The Media’s Coffin Politics
At City Journal, Paul Beston has a piece on the history of the now-lifted ban on media coverage of slain soldiers’ coffins: The Media’s Coffin Politics.
In force since the outset of the Gulf War in 1991, the ban was triggered by an incident in the aftermath of the invasion of Panama ordered by President George H. W. Bush in December 1989. According to the New York Times’s Elisabeth Bumiller:
In 1989, the television networks showed split-screen images of Mr. Bush sparring and joking with reporters on one side and a military honor guard unloading coffins from a military action that he had ordered in Panama on the other.Mr. Bush, a World War II veteran, was caught unaware and subsequently asked the networks to warn the White House when they planned to use split screens. The networks declined.
At the next opportunity, in February 1991 during the Persian Gulf war, the Pentagon banned photos of returning coffins.
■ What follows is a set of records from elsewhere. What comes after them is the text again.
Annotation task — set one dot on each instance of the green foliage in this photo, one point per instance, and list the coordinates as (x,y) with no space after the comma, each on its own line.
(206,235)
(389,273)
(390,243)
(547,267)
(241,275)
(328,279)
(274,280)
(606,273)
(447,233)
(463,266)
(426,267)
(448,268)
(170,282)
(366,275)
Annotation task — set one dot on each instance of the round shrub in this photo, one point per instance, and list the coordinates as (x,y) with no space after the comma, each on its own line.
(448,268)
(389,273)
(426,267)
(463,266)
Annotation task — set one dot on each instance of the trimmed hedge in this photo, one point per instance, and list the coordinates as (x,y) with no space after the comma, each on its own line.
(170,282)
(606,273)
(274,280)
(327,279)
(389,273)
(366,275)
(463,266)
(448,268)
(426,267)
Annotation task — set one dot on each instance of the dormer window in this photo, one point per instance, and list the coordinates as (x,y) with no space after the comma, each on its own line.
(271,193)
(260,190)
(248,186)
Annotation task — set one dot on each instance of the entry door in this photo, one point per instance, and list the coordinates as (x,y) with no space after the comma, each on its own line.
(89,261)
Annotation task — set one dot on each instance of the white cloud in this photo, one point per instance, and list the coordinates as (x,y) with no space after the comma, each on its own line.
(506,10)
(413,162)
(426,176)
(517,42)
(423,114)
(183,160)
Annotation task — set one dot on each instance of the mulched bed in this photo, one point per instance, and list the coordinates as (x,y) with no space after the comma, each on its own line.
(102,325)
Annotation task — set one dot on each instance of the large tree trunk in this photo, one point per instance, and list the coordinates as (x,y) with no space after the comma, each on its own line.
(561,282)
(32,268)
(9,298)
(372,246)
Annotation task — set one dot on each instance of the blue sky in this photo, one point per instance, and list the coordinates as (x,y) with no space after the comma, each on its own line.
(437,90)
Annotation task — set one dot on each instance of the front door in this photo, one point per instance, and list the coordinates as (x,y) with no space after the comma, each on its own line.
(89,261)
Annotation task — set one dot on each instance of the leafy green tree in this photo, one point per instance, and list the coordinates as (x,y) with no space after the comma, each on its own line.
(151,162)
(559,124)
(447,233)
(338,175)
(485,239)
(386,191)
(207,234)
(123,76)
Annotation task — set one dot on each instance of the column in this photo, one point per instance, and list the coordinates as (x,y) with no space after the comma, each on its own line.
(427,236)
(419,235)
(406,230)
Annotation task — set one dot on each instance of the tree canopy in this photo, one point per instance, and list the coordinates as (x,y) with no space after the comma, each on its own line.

Writing in the American Journalism Review, Jamie McIntyre, a former CNN senior Pentagon correspondent, makes clear that the president was unaware that while he was conducting his press conference, “the first casualties of the assault were arriving at Dover, and several television networks (ABC, CBS and CNN) had switched to a split-screen image, juxtaposing the jocular president against the grim reality of the invasion he ordered.” McIntyre then writes ruefully: “It was the beginning of the end not just of live coverage, but of any photography or media coverage of war dead returning to the United States.”